Se la conoscenza non si dà al di fuori dell’esperienza (Von Glasersfled, 1995), il disturbo sessuale non può essere ritenuto alla stregua di un mero fenomeno corporeo, tale per cui la percezione che ne hanno le persone – con ciò intendendo il modo in cui lo vivono sulla propria pelle, in relazione alla loro identità ed esistenza – è il risultato dei processi fisiologici o meccanici coinvolti. Esso va piuttosto considerato come l’interpretazione di un evento, le cui caratteristiche sono dipendenti e specificate dal più ampio sistema che ne fa conoscenza (Giliberto, 2014), ossia la persona considerata nella sua totalità.
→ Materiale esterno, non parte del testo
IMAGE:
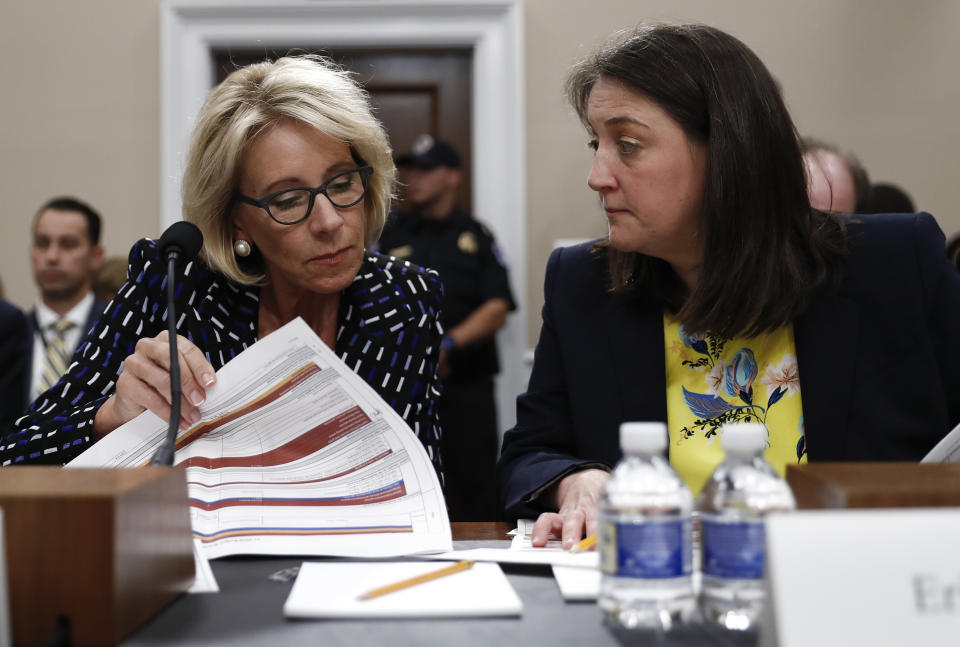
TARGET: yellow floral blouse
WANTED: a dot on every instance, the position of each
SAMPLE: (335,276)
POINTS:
(713,381)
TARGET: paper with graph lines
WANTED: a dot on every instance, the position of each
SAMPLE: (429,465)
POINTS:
(295,455)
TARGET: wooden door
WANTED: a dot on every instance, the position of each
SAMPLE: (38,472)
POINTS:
(412,91)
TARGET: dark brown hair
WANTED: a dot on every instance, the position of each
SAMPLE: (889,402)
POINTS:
(766,250)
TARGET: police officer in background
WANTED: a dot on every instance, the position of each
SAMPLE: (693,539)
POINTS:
(432,231)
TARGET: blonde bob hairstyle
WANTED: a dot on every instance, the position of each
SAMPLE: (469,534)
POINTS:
(249,102)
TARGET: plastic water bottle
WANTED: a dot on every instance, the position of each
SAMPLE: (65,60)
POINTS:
(644,536)
(731,507)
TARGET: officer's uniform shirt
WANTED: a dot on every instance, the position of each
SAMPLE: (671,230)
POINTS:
(465,255)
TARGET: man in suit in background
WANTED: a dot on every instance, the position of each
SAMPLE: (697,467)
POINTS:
(65,254)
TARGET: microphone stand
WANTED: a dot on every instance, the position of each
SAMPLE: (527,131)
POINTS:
(164,454)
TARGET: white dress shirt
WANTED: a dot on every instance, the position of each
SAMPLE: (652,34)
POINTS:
(45,319)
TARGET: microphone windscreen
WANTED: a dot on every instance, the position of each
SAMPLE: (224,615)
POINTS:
(182,237)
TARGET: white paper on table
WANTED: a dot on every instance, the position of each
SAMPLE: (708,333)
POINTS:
(332,589)
(577,583)
(204,581)
(295,455)
(947,450)
(523,537)
(588,559)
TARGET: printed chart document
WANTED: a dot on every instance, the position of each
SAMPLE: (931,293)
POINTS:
(295,455)
(333,589)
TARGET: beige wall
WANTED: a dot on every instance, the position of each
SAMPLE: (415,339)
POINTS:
(80,108)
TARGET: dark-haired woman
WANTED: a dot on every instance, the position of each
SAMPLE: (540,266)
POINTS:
(719,294)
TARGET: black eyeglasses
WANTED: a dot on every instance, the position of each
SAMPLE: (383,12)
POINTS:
(290,206)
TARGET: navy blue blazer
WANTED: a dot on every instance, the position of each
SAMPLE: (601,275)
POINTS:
(15,349)
(879,360)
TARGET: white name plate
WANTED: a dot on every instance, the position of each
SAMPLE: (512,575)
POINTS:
(863,577)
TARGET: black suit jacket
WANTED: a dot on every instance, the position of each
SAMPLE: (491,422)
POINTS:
(15,350)
(878,359)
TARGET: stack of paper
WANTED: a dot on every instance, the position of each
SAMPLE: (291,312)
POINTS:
(295,455)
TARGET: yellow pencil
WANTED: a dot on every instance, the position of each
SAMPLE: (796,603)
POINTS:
(419,579)
(584,544)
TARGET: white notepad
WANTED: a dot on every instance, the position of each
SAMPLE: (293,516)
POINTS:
(332,589)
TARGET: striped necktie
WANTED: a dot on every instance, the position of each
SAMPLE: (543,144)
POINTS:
(57,355)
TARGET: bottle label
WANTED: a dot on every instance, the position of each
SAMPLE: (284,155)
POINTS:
(732,550)
(653,549)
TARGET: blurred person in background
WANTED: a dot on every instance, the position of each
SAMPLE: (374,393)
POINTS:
(433,231)
(836,180)
(66,255)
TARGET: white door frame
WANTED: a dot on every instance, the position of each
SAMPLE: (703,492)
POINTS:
(492,28)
Un ulteriore assunto riguarda il monismo, in virtù del quale mente e corpo non costituiscono due sostanze ontologicamente distinte, ma sono frutto della discriminazione operata da un osservatore. Il disturbo sessuale – così come viene percepito dalla persona – non costituisce allora un dato oggettivo, ma si configura come uno dei modi possibili di organizzare la conoscenza. Altri sguardi, altri modi di conoscerlo e comprenderlo diventano pertanto plausibili ed esplorabili (Giliberto, 2014).
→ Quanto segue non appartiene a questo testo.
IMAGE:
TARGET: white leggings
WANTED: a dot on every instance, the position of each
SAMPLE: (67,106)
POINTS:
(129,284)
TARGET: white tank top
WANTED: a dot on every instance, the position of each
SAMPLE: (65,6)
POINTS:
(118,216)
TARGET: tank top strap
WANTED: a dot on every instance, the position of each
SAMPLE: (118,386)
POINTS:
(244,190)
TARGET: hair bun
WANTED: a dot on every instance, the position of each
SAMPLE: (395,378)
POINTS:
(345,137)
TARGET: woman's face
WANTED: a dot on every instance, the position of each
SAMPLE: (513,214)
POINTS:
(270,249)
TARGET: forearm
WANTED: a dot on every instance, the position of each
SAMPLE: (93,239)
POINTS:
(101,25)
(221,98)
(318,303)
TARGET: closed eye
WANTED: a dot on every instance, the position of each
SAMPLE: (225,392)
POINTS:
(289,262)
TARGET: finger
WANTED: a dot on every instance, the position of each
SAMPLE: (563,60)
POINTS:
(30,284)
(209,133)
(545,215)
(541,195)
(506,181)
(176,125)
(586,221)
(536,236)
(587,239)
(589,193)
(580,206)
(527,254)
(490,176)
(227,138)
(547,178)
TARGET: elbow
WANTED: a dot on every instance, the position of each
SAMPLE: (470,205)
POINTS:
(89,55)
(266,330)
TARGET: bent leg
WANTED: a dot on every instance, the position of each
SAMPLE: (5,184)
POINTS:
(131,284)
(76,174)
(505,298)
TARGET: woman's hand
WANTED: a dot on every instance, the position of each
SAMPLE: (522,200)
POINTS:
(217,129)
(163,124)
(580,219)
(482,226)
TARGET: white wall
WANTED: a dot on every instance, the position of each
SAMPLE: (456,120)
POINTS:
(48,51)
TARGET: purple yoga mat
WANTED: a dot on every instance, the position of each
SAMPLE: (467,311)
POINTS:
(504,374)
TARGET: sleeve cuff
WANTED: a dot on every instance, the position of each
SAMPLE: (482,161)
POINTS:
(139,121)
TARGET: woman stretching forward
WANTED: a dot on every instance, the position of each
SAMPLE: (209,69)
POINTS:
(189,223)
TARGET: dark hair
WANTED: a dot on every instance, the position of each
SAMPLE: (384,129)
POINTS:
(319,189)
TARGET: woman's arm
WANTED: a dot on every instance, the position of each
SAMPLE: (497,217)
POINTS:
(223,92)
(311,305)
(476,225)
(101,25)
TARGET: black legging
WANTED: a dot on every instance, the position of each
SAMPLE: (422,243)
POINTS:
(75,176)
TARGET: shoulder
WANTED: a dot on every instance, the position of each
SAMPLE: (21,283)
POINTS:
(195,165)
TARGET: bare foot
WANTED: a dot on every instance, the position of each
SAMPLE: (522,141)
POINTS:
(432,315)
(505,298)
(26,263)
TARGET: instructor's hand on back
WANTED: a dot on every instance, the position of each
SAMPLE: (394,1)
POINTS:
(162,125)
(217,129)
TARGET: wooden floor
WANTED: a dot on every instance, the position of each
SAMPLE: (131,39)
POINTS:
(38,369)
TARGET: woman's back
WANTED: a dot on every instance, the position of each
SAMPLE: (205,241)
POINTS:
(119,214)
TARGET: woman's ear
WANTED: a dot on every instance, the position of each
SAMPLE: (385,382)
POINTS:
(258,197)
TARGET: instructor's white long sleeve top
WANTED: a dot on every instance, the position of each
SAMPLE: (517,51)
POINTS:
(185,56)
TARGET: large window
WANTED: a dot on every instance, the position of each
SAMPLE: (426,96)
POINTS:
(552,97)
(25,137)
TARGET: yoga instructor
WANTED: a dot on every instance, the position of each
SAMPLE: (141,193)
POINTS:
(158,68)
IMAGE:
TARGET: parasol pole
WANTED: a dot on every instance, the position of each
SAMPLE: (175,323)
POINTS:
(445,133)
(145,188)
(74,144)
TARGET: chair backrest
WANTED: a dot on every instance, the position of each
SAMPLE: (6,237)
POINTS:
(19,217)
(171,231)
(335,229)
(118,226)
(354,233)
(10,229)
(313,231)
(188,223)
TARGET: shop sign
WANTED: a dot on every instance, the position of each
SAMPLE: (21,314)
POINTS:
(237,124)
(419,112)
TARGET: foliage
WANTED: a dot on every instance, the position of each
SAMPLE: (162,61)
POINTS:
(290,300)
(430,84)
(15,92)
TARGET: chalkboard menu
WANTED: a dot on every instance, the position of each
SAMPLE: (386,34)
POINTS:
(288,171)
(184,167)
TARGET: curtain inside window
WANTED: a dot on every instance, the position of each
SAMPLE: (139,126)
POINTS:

Ed ancora, corpo e mente rappresentano due domini conoscitivi diversi, non causalmente riconducibili l’uno all’altro, ossia non legati da una relazione esplicativa per la quale ciò che accade al corpo spiega ciò che accade alla mente o viceversa. Il loro rapporto è di interdipendenza e di co-emergenza (Gilberto, 2014).
Il disturbo sessuale
In termini costruttivisti kelliani il cosiddetto “disturbo” in campo sessuale viene considerato come un blocco o “arresto” nel processo di elaborazione del sistema (ossia il peculiare modo in cui ciascuna persona conosce, conferendo significato all’esperienza che fa di sé, degli altri e del mondo) e non come un’entità indipendente ed esterna alla persona stessa. E’ tale nella misura in cui la persona continua ad agire sempre nello stesso modo, per quanto anticipi che esso sia fallimentare e fonte di disagio.
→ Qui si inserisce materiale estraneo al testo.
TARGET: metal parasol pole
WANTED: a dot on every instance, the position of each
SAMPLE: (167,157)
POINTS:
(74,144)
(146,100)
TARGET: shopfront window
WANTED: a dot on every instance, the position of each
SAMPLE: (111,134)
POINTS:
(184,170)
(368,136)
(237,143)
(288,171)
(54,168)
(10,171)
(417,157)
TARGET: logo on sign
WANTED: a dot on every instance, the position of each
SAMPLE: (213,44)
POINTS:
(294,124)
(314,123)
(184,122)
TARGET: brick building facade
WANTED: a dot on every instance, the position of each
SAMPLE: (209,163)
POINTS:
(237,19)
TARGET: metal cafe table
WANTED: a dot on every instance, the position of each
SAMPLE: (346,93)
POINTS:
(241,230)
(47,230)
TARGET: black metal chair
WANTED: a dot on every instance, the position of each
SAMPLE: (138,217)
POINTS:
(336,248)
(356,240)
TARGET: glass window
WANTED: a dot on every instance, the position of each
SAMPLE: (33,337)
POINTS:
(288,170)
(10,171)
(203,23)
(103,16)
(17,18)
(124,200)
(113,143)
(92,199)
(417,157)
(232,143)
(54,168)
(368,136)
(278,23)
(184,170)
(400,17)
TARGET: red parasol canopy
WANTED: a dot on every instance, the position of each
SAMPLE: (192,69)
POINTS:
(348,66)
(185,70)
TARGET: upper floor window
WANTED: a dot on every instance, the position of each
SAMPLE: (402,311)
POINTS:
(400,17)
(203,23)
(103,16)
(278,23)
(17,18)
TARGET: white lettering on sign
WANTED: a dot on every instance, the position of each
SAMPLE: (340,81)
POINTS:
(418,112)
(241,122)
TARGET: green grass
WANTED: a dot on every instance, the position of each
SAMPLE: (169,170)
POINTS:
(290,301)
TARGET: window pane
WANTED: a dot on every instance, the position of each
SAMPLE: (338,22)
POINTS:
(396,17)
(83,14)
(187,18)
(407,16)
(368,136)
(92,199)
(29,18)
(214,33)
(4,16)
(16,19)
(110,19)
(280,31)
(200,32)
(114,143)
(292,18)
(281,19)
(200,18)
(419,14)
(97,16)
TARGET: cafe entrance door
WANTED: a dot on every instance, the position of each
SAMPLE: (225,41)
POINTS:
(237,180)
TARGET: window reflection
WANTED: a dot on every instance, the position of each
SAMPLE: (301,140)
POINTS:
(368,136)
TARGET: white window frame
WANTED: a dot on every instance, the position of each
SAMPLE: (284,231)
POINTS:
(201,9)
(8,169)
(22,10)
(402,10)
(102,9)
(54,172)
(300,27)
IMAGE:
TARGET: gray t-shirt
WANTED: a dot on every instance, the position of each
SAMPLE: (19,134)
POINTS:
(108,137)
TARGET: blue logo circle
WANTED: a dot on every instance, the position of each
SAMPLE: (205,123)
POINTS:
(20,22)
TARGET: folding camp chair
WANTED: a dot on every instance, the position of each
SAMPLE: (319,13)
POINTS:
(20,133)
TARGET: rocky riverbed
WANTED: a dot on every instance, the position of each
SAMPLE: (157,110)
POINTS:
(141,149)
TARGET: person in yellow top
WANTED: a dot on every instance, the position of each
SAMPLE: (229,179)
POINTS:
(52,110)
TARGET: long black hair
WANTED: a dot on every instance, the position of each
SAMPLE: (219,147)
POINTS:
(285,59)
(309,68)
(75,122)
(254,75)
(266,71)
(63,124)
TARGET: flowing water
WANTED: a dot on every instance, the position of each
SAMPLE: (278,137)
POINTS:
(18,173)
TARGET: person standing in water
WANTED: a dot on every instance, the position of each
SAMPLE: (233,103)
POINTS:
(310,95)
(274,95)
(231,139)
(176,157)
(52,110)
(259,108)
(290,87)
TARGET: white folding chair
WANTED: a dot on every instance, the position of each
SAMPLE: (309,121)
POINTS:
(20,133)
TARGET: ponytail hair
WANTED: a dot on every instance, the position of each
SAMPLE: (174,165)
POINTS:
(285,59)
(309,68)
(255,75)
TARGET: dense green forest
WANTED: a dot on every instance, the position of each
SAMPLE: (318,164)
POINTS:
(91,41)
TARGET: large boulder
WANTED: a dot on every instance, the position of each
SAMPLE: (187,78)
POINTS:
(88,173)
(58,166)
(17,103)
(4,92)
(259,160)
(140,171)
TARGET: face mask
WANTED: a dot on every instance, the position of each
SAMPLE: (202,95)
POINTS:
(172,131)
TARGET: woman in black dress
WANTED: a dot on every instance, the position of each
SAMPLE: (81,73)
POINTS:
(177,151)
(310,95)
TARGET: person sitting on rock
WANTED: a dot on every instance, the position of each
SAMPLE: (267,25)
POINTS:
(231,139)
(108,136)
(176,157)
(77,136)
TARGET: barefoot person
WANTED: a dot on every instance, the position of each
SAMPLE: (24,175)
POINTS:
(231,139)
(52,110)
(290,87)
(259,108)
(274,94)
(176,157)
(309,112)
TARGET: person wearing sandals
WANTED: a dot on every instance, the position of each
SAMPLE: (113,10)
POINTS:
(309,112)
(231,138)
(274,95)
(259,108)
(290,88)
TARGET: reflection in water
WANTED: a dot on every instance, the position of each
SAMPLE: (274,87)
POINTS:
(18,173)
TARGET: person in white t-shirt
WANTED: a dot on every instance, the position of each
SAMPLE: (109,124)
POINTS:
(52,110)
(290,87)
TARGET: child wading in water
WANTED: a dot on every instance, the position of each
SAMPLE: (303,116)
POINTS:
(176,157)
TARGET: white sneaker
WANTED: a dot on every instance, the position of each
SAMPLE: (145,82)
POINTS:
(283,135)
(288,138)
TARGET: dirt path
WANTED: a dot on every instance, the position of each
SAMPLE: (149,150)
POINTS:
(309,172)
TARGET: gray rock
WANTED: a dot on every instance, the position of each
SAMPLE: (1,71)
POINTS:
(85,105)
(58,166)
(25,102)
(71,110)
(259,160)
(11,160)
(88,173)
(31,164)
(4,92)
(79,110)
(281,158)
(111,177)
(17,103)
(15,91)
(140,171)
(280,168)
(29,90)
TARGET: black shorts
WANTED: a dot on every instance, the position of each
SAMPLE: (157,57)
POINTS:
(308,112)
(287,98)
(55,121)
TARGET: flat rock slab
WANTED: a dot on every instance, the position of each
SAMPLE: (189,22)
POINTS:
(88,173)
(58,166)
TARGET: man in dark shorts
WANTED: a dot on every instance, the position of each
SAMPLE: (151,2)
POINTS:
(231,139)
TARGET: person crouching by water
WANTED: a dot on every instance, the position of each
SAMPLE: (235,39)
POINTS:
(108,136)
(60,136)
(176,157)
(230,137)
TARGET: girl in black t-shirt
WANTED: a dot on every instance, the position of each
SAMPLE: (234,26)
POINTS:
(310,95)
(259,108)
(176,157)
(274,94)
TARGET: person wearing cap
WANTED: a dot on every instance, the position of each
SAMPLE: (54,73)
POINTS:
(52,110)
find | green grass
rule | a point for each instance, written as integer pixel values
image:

Il disturbo non viene, tuttavia, considerato come la reazione sbagliata a qualcosa o qualcuno, ma come il modo migliore di farvi fronte (soluzione). Non ha nulla di negativo o difettuale. Ciò, in quanto la persona sceglie per sé l’alternativa che permette di elaborare il proprio sistema, ovvero il modo migliore per far fronte ad una data difficoltà. Al fine di comprendere appieno la natura del disagio sperimentato a livello sessuale occorre, quindi, sempre considerare quale sia l’alternativa che la persona ha a disposizione e le ragioni per cui non sia percorribile. Ne segue che lo psicoterapeuta è attivamente impegnato nel comprendere come mai fare qualcosa di diverso diventi eccessivamente “costoso”.